For the past year I’ve been meeting Alonzo Wrenn every Thursday morning at Lola for private lessons. He assigns me a poem. I recite it from memory, and the conversation gallops where it may. I pay him fifty bucks plus breakfast. Alonzo would buy me breakfast, so great is his love of poetry, but my will is stronger, so he accepts it and the crisp bill with a poet’s grace.


“What did you think?” Alonzo asked.

He was a big guy, younger than me, with a mop of mouse-colored hair atop his exceedingly kind face. He always wore a suit, linen in the summer, wool in the winter. Today’s was chocolate with a sheen; it must have been vintage, and under it a shirt the color of parchment. His tie was moiré, his pocket square starched white. (Joe’s mother made him wear a suit and tie to the dentist to show “respect for the profession.” Little Joe wearing a tie in the dentist’s chair = falling in love all over.)

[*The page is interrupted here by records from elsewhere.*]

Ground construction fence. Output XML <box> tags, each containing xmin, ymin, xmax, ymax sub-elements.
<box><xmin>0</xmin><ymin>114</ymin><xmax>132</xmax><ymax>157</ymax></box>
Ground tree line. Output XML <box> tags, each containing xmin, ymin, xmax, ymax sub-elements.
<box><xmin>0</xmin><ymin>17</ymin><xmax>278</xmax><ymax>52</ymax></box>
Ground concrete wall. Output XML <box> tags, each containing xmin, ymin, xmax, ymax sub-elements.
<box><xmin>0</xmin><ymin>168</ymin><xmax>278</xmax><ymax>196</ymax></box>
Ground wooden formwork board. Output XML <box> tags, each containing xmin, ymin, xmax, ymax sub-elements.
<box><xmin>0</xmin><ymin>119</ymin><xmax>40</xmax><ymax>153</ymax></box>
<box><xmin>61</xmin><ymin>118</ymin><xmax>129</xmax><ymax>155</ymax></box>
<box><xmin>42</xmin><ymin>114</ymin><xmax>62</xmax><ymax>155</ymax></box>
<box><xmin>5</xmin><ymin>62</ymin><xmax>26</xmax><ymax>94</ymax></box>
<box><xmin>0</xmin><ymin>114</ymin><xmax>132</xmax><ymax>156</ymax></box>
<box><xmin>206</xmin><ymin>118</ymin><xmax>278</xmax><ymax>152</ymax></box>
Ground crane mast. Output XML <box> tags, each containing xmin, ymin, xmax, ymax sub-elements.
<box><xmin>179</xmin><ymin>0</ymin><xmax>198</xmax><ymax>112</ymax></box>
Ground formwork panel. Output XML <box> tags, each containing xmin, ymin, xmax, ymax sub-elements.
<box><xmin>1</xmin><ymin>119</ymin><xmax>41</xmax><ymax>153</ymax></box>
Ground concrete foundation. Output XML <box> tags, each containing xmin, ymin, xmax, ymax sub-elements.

“Can we start with what’s concretely happening in the poem?” I asked Alonzo. “What’s the term for that? The discrete incident?”

“The discriminated occasion.”

“The Discriminated Occasion!” I said. “You’d better make that the title of your autobiography.”

“I might prefer Discrete Incident.”

I unfolded my marked-up poem and launched in. “It starts with the hermit heiress who lives year-round on the summer island. I’m picturing Maine.”

Alonzo nodded, ceding it as a possibility.

“‘Her farmer,’” I said. “Is that her husband?”

“More like someone in her employ who farms her land.”

“Like you’re my poet,” I said.

“Like I’m your poet.”

“There’s lots of oranges,” I said. “But red too. Blue Hill is turning fox red. The red comes back later with the blood cells and the skunks’ eyes. God, doesn’t your heart break for the fairy decorator? Don’t you just want to go buy something in his shop? Don’t you want to just fix him up with the hermit heiress?”

“Now that you mention it,” Alonzo said with a laugh.

“Then the poet steps out of the shadows. He’s been saying ‘our’ up until now, but then it turns to ‘I.’ Is he called the poet or the narrator?”